Retour sur un crime d’état

Mohamed Ghafir, qui a vécu sur les deux rives de la Méditerranée, mesure parfaitement l’amour que portent les uns et les autres à leur patrie.

Il y a 58 ans, jour pour jour, les Algériens de l’émigration écrivaient une page héroïque de l’Histoire de l’Algérie. Bravant le couvre-feu imposé par le préfet de police de Paris, Maurice Papon, ils ont investi les rues de la capitale française, pour dénoncer la mesure raciste qui obligeait les Algériens à rester chez eux. L’appel à manifestation était à l’initiative de la Fédération de France du FLN. L’un de ses responsables, Mohamed Ghafir, dit Moh Clichy, rapporte dans un livre-témoignage, les origines et l’impact sur la révolution, de ces grandes manifestations où des centaines d’Algériens étaient tombés en martyrs. Mohamed Ghafir explique dans le menu détail, les événements qui ont conduit à cette révolte de l’émigration algérienne, en France, qui a grandement contribué à la guerre de Libération nationale et peut légitimement prétendre à sa part dans le triomphe du peuple algérien contre l’occupant français.
Mohamed Ghafir met en évidence, dans son livre, la grande cohésion qui existait entre le militant du FLN, le moussabel et le moudjahid en opération en France. Depuis l’ouverture du second front, sur instruction du GPRA, l’Algérie combattante était bel et bien présente dans l’Hexagone. Et lorsque la direction de la révolution a pris la résolution de briser l’encerclement imposé par la préfecture de Paris, l’ensemble des Algériens a répondu comme un seul homme. L’extraordinaire discipline du peuple a donné une autre leçon à la communauté internationale, après celle du 11 Décembre 1960 à Alger. La France coloniale a appris, à ses dépens, qu’elle avait affaire à un seul et unique peuple.

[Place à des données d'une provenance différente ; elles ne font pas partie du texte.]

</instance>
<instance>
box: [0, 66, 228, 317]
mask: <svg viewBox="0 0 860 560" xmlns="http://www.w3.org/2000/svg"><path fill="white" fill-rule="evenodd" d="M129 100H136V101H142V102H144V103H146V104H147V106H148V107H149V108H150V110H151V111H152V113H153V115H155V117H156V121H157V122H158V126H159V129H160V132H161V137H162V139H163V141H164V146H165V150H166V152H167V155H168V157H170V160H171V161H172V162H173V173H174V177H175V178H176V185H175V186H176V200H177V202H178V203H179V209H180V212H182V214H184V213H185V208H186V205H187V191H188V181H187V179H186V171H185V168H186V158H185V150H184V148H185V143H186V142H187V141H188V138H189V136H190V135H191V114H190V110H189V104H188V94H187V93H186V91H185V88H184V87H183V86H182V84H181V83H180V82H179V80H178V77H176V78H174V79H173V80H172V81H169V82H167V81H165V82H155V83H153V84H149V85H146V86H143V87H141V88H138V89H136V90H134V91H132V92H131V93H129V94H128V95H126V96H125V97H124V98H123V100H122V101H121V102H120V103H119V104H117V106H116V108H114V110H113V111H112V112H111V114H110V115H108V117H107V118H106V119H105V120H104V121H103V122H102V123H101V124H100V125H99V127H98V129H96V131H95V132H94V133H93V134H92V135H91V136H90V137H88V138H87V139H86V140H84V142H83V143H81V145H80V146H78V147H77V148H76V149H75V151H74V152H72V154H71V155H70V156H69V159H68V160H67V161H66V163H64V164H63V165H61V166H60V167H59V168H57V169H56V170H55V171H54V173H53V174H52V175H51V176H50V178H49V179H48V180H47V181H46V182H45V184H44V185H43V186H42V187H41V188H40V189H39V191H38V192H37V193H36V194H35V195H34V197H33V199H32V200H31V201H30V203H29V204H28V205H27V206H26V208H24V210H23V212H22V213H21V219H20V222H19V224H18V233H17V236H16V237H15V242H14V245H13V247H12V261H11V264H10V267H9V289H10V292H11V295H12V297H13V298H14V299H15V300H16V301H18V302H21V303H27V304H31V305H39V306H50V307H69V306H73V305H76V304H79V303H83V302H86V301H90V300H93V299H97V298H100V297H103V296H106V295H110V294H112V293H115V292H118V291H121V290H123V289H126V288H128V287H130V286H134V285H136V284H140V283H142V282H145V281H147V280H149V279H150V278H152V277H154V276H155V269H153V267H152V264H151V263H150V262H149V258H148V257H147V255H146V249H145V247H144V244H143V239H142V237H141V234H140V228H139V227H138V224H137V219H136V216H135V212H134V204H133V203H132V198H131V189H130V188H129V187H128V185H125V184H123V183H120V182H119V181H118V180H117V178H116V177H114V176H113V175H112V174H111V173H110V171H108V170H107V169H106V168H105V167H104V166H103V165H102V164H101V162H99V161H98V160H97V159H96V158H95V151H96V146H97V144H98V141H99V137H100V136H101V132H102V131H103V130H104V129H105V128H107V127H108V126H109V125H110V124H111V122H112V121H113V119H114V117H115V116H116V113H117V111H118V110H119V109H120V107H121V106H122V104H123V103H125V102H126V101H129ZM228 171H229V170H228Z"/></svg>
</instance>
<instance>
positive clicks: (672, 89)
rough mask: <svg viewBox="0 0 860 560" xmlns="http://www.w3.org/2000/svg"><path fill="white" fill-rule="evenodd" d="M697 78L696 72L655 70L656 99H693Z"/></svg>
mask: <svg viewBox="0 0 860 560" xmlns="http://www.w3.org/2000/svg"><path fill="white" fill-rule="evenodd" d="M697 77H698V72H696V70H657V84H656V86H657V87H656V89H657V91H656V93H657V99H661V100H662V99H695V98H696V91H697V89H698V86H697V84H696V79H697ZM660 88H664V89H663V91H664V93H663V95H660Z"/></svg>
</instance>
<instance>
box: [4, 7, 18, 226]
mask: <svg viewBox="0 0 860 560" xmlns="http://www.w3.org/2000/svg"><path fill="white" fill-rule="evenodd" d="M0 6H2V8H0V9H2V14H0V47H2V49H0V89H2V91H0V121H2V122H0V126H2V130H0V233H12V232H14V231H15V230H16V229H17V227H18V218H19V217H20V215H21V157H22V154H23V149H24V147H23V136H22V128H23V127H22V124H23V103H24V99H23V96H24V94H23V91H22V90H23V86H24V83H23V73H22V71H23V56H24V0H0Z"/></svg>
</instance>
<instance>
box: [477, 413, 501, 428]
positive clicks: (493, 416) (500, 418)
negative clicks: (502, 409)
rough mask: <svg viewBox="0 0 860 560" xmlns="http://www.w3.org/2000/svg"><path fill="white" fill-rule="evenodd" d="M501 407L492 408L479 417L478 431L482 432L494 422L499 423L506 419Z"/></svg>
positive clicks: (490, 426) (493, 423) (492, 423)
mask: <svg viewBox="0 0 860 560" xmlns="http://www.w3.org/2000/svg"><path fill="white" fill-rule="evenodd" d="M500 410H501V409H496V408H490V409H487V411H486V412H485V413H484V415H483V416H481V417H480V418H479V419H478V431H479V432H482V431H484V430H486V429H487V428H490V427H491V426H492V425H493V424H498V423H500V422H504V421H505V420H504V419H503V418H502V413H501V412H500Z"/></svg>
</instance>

Cela pour la détermination, jusqu’au martyr, des Algériens. Concernant les faits eux-mêmes et la nature de la répression organisée par les policiers de Maurice Papon, Mohamed Ghafir rapporte dans son livre que «parmi les milliers d’Algériens emmenés au parc des Expositions de la porte de Versailles, des dizaines ont été tués à coups de crosse et de manche de pioche par enfoncement du crâne, éclatement de la rate ou du foie, brisure des membres». Ce propos est vrai et repose sur des témoignages avérés, qu’aucune partie n’a remis en cause. D’ailleurs, Mohamed Ghafir qui anime régulièrement des conférences historiques en France, n’a jamais été interpellé sur les témoignages qu’il a publiés.
A propos des Algériens froidement liquidés, il nous apprend : «Leurs corps furent piétinés sous le regard bienveillant de M. PARIS, contrôleur général. D’autres eurent les doigts arrachés par les membres du service d’ordre, policiers et gendarmes mobiles, qui s’étaient cyniquement intitulés « comité d’accueil ».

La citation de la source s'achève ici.